On my first week of clinical rotations I had to go to virology. It is basically this tiny little portion of the micro lab that is made up of a fridge, a vent hood, and 2 microscopes. Everything that virology used to do has moved to molecular pathology. It makes sense considering that you can get the same results in about a fraction of the time.
The main tests that are run in the virology lab at the hospital I’m at are Herpes Simplex Virus 1 (“above the waste”) and 2 (“below the waist”). Herpes is a large, enveloped dsDNA virus that replicates in the nucleus that usually infects early in life (HSV-1). Both 1 and 2 can establish latency in the dorsal root ganglia that can reactivate to cause disease later life. Most people are familiar with the formation of a “cold sore” or a Herpetic whitlow, which is seen on the fingers. Both 1 and 2 can cause disseminated infections in the immunocompromised.

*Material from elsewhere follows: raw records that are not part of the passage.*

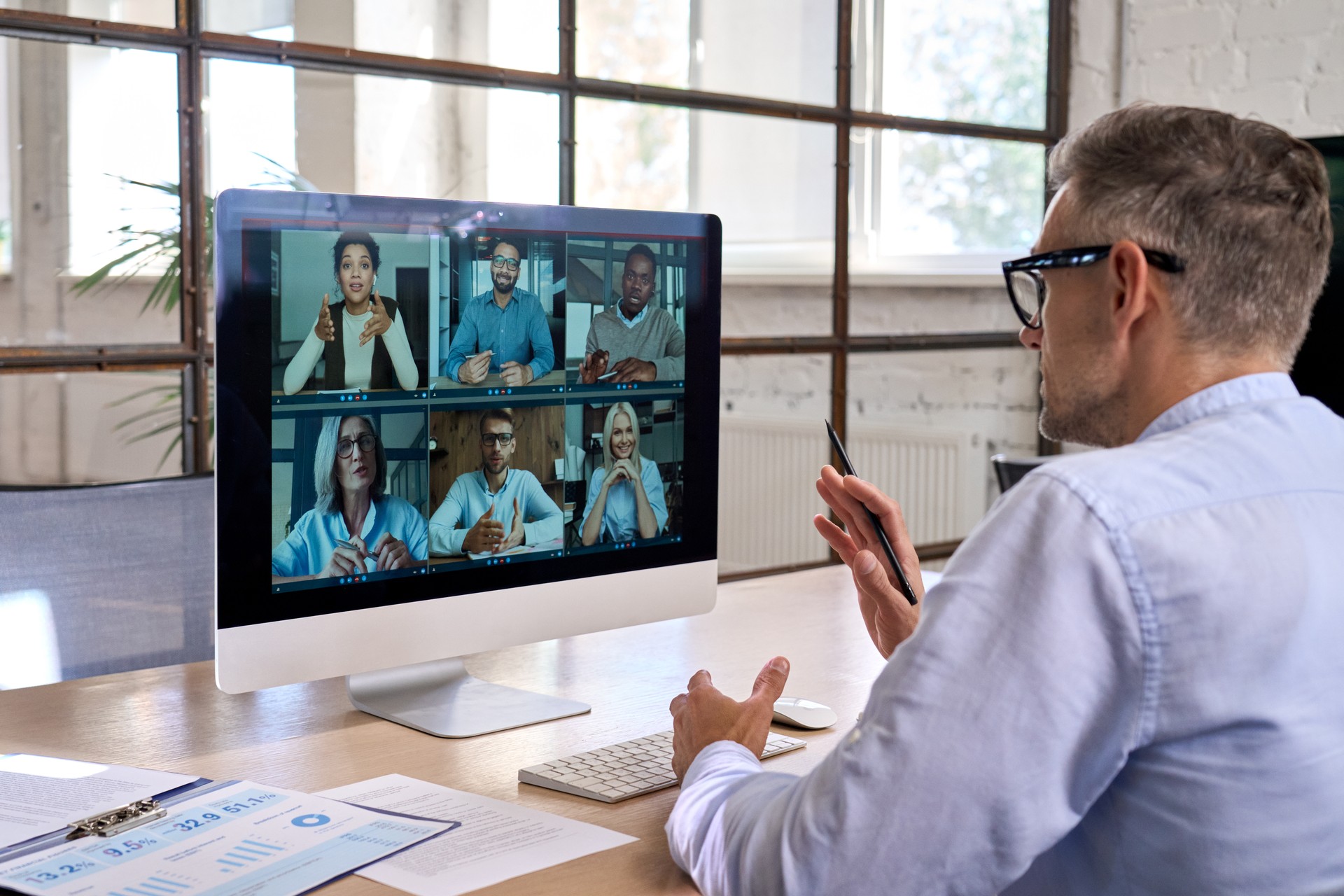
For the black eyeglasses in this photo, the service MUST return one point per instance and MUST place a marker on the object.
(1027, 288)
(347, 447)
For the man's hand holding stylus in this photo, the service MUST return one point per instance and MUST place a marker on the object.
(889, 615)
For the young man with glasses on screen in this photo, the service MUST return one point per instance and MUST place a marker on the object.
(1129, 679)
(635, 340)
(487, 511)
(502, 331)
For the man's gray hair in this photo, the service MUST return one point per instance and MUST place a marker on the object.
(324, 464)
(1242, 203)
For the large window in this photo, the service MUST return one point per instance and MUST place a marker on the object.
(872, 160)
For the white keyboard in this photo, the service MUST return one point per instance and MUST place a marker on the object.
(625, 770)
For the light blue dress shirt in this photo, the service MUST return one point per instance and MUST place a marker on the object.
(470, 498)
(620, 516)
(517, 332)
(1130, 680)
(311, 543)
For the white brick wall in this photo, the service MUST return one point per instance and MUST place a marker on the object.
(1281, 62)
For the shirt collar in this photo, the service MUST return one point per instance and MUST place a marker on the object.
(369, 520)
(1242, 390)
(626, 320)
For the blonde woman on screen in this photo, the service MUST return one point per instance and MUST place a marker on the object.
(625, 495)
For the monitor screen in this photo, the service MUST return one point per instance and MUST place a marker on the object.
(437, 399)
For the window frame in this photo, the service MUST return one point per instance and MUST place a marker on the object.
(194, 46)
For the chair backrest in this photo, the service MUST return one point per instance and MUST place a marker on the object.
(1009, 470)
(127, 571)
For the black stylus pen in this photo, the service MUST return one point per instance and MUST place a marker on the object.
(876, 524)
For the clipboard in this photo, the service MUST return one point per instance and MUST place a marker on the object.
(112, 822)
(229, 837)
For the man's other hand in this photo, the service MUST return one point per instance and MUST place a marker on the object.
(704, 715)
(486, 535)
(889, 615)
(593, 365)
(517, 374)
(634, 370)
(475, 368)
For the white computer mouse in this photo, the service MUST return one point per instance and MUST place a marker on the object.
(803, 713)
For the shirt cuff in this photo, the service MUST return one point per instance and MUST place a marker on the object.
(720, 757)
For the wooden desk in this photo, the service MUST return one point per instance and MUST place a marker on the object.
(309, 738)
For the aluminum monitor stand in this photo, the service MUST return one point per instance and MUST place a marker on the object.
(441, 699)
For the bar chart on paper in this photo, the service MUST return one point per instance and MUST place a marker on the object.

Diagnoses of either Herpes 1 and 2 can be done several ways. There is the direct exam with Direct Fluorescent Antibody (DFA) of scrapings and Tzanck stain (not used much anymore). Molecular diagnoses can be done using PCR, which is the test of choice for CSF. There is the traditional cell culture method using MRC-5, FS and A549. All the cell cultures have to be confirmed by FA stain. Cytopathic effect (CPE) for Herpes is characterized by cell rounding, clumping and formation of syncytia. Now there are new serology tests that are able to discriminate between HSV 1 and 2.
One of the reasons that this hospital still has the virology department is that pediatricians and neonatologists require that HSV-1 and HSV-2 have to have living cells. Kind of doesn’t really make any sense because molecular can run the test and come up with a positive a lot faster than the viro lab. The doctors will treat if molecular comes up with a positive but they still want the cell cultures. I guess they would want it for legal reasons if a child does turn up as a positive for HSV-2. I believe it is a waste of resources and tech time.